Chronic gastrointestinal symptoms impair quality of life, but many elderly do not present to their doctors, and symptoms may not be volunteered, so their impact may go unrecognised in older populations. Depression associated with chronic pain does not appear to be greater in the elderly than the young, but it should be borne in mind that gut symptoms like anorexia and bowel habit disturbance can also be features of depression. The potential effects of anxiety on the perception of persistent, as opposed to acute, pain have received little attention to date.79
All potential therapies for functional gut disorders must be evaluated against the high placebo response rate (between 20 and 70%) associated with these syndromes, but no clinical trials have focussed specifically on the elderly,81 and the potential for adverse effects (e.g. sedation, urinary retention, postural hypotension, blurred vision, or glaucoma with tricyclics or hyoscine) needs to be borne in mind in this group. A diet that is low in fermentable oligosaccharides, disaccharides, monosaccharides, and polyols (FODMAPs) is effective in reducing IBS symptoms and is considered a first‐line therapy for IBS,82 but almost no information is available about its application in the elderly.83 For the management of abdominal pain, the antispasmodics hyoscine, mebeverine, and peppermint oil and antidepressants have a good evidence base.84 The dose of tricyclic antidepressant used in functional gut disorders is typically lower than standard doses used to treat depression. Selective serotonin reuptake inhibitors (SSRIs) may be better tolerated than tricyclics, but there are less data regarding their efficacy in IBS, and venlafaxine appears less helpful than tricyclics in functional dyspepsia.85 The use of opiates should be avoided in the management of chronic abdominal pain; they are typically ineffective, and their use is associated with tolerance and substantial adverse effects, including opioid‐induced hyperalgesia and narcotic bowel syndrome.86 Probiotics may be of benefit for bloating, but individual preparations are poorly validated.
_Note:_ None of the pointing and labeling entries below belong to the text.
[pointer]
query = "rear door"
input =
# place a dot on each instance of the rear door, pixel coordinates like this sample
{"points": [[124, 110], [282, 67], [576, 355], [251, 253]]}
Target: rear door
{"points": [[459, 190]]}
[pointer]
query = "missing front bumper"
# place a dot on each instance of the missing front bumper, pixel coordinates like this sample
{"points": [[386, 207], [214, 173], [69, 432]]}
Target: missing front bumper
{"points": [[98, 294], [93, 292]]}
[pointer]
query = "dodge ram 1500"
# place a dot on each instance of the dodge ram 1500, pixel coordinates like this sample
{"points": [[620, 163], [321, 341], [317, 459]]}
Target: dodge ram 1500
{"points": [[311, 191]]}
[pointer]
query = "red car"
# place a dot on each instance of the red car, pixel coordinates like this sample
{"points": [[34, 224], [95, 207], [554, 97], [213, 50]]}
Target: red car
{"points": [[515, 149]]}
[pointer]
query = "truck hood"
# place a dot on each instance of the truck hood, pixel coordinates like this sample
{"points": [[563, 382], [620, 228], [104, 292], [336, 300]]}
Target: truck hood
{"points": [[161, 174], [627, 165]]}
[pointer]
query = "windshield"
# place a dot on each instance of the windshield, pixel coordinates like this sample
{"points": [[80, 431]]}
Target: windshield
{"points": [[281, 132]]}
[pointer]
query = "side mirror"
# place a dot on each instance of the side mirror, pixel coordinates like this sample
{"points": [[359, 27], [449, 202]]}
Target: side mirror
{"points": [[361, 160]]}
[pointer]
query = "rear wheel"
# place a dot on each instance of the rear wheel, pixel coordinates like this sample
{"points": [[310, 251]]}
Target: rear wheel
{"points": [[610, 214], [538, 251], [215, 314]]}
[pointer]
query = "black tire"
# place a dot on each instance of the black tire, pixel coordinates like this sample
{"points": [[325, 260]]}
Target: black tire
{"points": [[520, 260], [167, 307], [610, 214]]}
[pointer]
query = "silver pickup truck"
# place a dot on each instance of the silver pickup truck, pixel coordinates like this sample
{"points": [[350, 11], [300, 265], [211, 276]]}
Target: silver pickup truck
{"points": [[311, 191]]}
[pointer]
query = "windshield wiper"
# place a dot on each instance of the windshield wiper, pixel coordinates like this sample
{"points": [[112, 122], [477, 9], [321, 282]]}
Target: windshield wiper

Psychological therapies, including cognitive behavioural therapy and hypnotherapy, have shown considerable promise in managing functional bowel disorders, and their efficacy may be comparable to pharmacological therapies like antidepressants,84 but no information is available about their applicability to the elderly.
When constipation is a feature of IBS, adequate hydration and fibre supplements should be tried, with the caveat that bloating and abdominal pain may be exacerbated by high fibre intake. Soluble fibre supplements, in particular, have had positive outcomes in randomised controlled trials.
When diarrhoea and faecal urgency predominate, loperamide can be beneficial; a liquid formulation, if available, makes dose titration easier. Alosetron (a 5‐HT3 antagonist) may have a place in diarrhoea‐predominant IBS in women, but the association of this drug with ischemic colitis suggests the need to exercise caution, especially in older patients. Randomised controlled trials have included only a few patients over 65.